Rubio’s work is exhibited extensively, including exhibitions in Peru, Brazil, Colombia, US, Switzerland, France, Spain, UK and China. His paintings have entered the permanent collection of the Museo de Arte de Lima and he has participated in Art Lima Fair and at Madrid Contemporary Art Fair ARCO 2019. Rubio’s residencies include Mana Residencies in Miami (2018) and Matadero Art residencies in Madrid (2019), and he has been recipient of the Artist Passport competition supported by the French Embassy in Peru (2011).
Harry Pinedo/Inin Metsa (b. Ucayali, Peru, 1988)
Lives and works in Lima.
Harry Pinedo is a visual artist and a primary intercultural teacher. He belongs to the Shipibo people from Ucayali in Peru’s central Amazon, migrating to Lima in 1995 where he lives in the Shipibo urban community of Cantagallo. His work focuses on issues surrounding internal migration and the making of an urban indigenous community as he raises pressing questions of citizenship and housing rights, while also exploring ontologicaland ecological issues.
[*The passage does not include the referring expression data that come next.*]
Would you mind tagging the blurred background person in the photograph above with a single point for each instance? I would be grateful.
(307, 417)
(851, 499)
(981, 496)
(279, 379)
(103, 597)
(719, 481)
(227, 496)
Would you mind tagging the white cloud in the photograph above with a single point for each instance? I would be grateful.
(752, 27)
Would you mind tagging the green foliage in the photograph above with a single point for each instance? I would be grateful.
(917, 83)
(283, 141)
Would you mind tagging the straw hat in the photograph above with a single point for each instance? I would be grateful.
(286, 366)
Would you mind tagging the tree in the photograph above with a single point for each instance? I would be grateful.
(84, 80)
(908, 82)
Using bright acrylic colours on canvas, Pinedo’s work encapsulate a wide range of ideas, tensions and dreams of interculturality and just. For him colour is what the Shipibo people – and other indigenous nations – offer to racist white mestizo Lima. His work also highlights the way indigenous places are constructed through the strong relationships amongst both native and urban communities – not only in terms of culture and one-way migration to the cities, but also of the constant mobility of people and their battles over their citizenship rights. The complexity of his work is further revealed through his paintings, where places are also connected by rivers, mountains and animals, showing a key role of other beings as agents of integration and place-making.
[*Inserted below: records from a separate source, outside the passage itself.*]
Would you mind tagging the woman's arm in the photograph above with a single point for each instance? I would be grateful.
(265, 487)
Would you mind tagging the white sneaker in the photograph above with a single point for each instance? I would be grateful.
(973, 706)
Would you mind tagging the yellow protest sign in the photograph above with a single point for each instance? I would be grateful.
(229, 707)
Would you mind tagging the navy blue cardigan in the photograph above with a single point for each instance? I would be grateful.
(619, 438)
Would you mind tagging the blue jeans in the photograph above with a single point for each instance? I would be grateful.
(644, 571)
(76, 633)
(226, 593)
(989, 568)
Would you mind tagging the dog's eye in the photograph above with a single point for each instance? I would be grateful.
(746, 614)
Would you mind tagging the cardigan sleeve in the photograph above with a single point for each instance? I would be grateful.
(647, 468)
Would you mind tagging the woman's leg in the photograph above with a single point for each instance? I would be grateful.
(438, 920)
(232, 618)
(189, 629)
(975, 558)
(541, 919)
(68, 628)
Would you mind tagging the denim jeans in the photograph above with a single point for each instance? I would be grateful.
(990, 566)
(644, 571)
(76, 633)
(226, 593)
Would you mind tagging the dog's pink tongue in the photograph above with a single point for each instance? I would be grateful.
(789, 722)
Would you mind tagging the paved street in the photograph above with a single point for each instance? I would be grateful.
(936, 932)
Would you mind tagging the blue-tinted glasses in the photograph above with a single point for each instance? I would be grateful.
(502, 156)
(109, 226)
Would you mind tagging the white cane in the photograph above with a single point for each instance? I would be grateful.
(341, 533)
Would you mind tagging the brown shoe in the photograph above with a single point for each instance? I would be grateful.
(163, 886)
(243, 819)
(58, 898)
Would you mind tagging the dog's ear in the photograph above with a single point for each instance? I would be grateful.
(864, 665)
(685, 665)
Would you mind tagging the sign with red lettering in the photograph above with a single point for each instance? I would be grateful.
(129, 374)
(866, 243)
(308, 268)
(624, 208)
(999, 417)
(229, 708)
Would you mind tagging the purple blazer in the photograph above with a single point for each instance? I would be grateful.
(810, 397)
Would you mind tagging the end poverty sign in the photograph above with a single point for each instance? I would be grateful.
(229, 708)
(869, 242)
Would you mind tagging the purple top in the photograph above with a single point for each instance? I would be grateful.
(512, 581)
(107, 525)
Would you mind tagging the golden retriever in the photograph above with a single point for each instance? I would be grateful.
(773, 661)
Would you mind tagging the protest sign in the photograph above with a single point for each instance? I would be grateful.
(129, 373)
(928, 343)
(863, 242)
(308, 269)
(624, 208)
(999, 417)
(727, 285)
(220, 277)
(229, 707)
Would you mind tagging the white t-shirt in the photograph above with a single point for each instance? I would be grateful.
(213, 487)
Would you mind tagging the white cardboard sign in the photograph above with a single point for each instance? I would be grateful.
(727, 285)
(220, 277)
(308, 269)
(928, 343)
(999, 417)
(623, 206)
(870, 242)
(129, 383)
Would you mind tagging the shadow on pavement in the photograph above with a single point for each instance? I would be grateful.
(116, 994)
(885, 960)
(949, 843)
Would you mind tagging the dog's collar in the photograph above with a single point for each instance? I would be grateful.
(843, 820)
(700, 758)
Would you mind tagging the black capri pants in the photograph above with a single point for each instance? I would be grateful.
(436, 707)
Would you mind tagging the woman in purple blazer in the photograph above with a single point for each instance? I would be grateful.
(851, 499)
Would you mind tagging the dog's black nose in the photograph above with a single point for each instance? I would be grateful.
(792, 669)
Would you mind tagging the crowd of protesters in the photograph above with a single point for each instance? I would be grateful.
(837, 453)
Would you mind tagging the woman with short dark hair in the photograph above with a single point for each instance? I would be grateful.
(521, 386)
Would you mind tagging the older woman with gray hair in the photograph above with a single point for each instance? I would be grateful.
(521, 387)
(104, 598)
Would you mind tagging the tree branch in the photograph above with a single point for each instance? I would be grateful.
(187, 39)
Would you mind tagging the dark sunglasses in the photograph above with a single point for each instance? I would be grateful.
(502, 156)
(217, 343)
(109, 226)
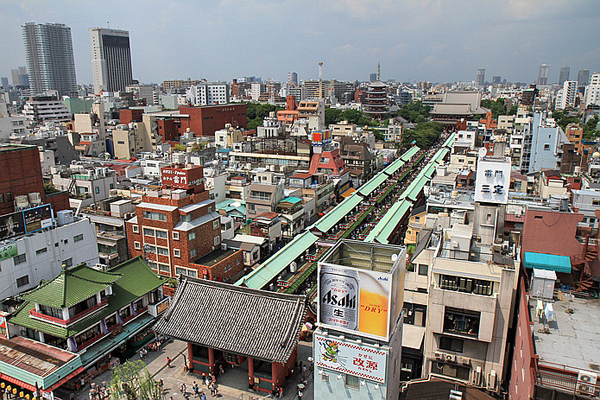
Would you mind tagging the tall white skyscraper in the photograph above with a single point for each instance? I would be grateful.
(111, 59)
(543, 74)
(49, 55)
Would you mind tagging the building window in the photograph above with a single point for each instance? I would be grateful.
(452, 344)
(453, 371)
(164, 268)
(461, 321)
(155, 216)
(352, 381)
(22, 281)
(20, 259)
(466, 285)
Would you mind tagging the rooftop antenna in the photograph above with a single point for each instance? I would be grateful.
(320, 80)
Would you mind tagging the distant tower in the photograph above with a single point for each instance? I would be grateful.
(111, 59)
(543, 74)
(376, 104)
(583, 77)
(320, 80)
(481, 76)
(564, 74)
(49, 55)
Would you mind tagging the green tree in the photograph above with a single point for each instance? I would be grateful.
(590, 129)
(415, 112)
(424, 135)
(132, 381)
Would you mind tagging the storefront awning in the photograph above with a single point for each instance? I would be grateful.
(547, 261)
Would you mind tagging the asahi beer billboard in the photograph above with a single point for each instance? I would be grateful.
(360, 301)
(350, 358)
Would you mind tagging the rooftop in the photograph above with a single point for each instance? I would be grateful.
(256, 323)
(214, 257)
(573, 337)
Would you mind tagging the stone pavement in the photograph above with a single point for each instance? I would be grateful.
(232, 385)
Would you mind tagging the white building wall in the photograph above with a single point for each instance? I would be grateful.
(60, 247)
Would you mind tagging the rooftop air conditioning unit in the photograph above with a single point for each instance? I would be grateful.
(586, 383)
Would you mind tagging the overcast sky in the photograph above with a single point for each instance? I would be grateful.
(415, 40)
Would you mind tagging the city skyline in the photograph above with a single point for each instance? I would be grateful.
(413, 40)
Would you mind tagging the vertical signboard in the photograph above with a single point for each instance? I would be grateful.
(351, 358)
(357, 300)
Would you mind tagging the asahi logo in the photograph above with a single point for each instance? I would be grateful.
(347, 301)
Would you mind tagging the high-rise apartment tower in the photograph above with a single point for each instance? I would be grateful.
(50, 61)
(111, 59)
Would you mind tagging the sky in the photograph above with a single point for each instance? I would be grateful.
(414, 40)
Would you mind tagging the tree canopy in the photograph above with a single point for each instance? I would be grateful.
(132, 381)
(415, 112)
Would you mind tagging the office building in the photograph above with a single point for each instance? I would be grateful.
(564, 74)
(50, 61)
(583, 77)
(480, 76)
(543, 74)
(111, 59)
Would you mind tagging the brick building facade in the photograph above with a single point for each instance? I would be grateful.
(179, 232)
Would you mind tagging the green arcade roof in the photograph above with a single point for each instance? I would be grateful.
(265, 273)
(393, 167)
(338, 212)
(411, 152)
(71, 286)
(549, 262)
(373, 184)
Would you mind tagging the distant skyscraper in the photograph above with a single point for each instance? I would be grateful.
(111, 59)
(481, 76)
(20, 77)
(543, 74)
(583, 77)
(564, 74)
(50, 61)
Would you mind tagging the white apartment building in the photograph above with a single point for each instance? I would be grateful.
(208, 94)
(40, 255)
(42, 109)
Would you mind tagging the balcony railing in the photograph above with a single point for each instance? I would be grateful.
(71, 320)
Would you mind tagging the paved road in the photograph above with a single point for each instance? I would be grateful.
(232, 385)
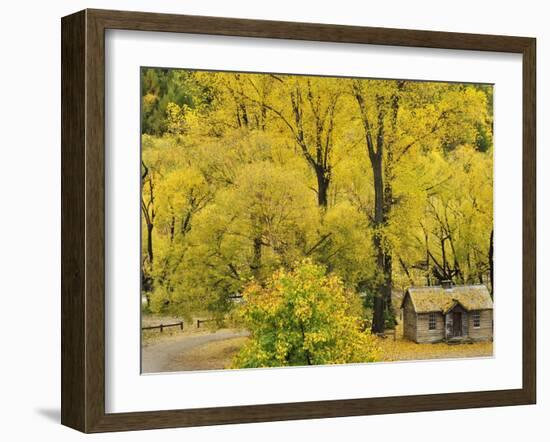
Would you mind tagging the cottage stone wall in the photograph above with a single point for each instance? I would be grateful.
(423, 332)
(485, 330)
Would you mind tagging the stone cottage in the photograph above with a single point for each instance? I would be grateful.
(462, 313)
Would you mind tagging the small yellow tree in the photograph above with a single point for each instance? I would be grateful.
(303, 317)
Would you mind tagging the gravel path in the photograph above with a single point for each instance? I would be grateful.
(157, 357)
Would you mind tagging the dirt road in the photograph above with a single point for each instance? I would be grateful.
(166, 355)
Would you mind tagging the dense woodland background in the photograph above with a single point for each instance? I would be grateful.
(382, 183)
Pinedo’s work started to circulate in Peru’s contemporary art circuit since 2010 and has recently been shown internationally in Brazil, France and Spain. He is a recipient of the “Art and Activism against repression during the Covid-19 crisis” grant of the University of York, and his work has recently been featured in the exhibition Ite!/Neno!/Here!: Responses to Covid-19 at the Gallery Crisis in Lima.